Palettes Full of Ideas About What Painting Should Be
November 1, 1996
by Roberta Smith
The New York Times

David Row, “Wind Cools Itself” and “Kangra” at André Emmerich Gallery

New York City has many things in quantity, and one is surely painting. Moving through its many museums and galleries, you can encounter works by masters long dead and living. You can see brand new works by young unknowns and those of painters who have toiled for years in relative obscurity. They all conspire to make New York one of the world’s great centers of painting, and of the debate about painting. For every painting is, among other things, an argument about what painting should be.

At the moment, painting is especially visible, even by New York standards, so the debate is unusually pitched, almost an esthetic war zone. Most prominent, of course, are the major museum retrospectives that bring two of the medium’s elder statesmen head to head: Jasper Johns’s brooding ambiguities of image and surface, at the Museum of Modern Art, are locked in spirited exchange with Ellsworth Kelly’s sometimes dazzling purities of form and color at the Solomon R. Guggenheim Museum.

Other participants in the debate in Manhattan range from Lucian Freud at Aquavella to Gerhard Richter at Marian Goodman and Eric Fischl at Mary Boone. And, from beyond the grave, from Max Beckmann at the SoHo Guggenheim to Jean-Michel Basquiat at Tony Shafrazi, with Philip Guston at David McKee and Edwin Dickinson at Tibor de Nagy falling somewhere between.

And this is only the top layer. All over town, younger or less well known painters are putting forth their best arguments in the form of painting shows, and it’s great fun to get caught in the crossfire.

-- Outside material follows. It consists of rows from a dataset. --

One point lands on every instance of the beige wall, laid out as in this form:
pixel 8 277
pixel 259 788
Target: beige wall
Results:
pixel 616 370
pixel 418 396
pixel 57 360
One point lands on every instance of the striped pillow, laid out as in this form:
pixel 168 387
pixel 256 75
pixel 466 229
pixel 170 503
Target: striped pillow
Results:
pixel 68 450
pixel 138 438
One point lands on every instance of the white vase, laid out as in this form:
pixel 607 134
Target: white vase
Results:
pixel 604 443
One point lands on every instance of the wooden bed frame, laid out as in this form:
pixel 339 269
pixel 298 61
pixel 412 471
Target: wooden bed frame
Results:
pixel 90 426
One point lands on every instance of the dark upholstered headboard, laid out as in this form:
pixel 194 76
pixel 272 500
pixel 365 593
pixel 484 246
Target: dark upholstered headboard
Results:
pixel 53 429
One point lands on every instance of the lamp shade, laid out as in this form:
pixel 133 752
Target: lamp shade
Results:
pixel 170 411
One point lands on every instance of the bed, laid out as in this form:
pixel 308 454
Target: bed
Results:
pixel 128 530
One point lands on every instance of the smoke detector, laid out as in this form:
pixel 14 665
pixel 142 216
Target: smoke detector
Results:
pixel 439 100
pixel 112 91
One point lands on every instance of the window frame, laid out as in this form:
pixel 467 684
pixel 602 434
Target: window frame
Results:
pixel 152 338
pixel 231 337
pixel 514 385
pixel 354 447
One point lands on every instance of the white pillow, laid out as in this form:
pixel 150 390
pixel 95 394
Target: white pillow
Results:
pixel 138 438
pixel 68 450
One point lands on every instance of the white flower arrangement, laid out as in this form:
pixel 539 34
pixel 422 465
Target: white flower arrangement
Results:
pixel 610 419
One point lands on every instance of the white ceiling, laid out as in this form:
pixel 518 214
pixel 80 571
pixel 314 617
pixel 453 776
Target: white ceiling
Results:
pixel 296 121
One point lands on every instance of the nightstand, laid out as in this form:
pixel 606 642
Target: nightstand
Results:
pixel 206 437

Here is a sampling of those exhibitions.

David Row

A few floors up from the Fishman show, David Row operates on the assumption that the future of painting is formalist. His big, handsome works at Andre Emmerich/Sotheby’s, as the gallery is now called, layer together complex processes (including templates, screen printing and Richter-like blurs) with an imagery that centers on repeating open ellipses. Across separate panels and multicolored grids, and in lively contrasting colors, these ellipses disintegrate into coiled lines and then big flamelike strokes, with a centrifugal energy that can seem cinematic.

One problem is that the paintings are far too similar, suggesting a carefully evolved process that has gone into overproduction. The sameness from painting to painting underscores another problem, which is that Mr. Row’s mysterious processes and layerings are more interesting than the results.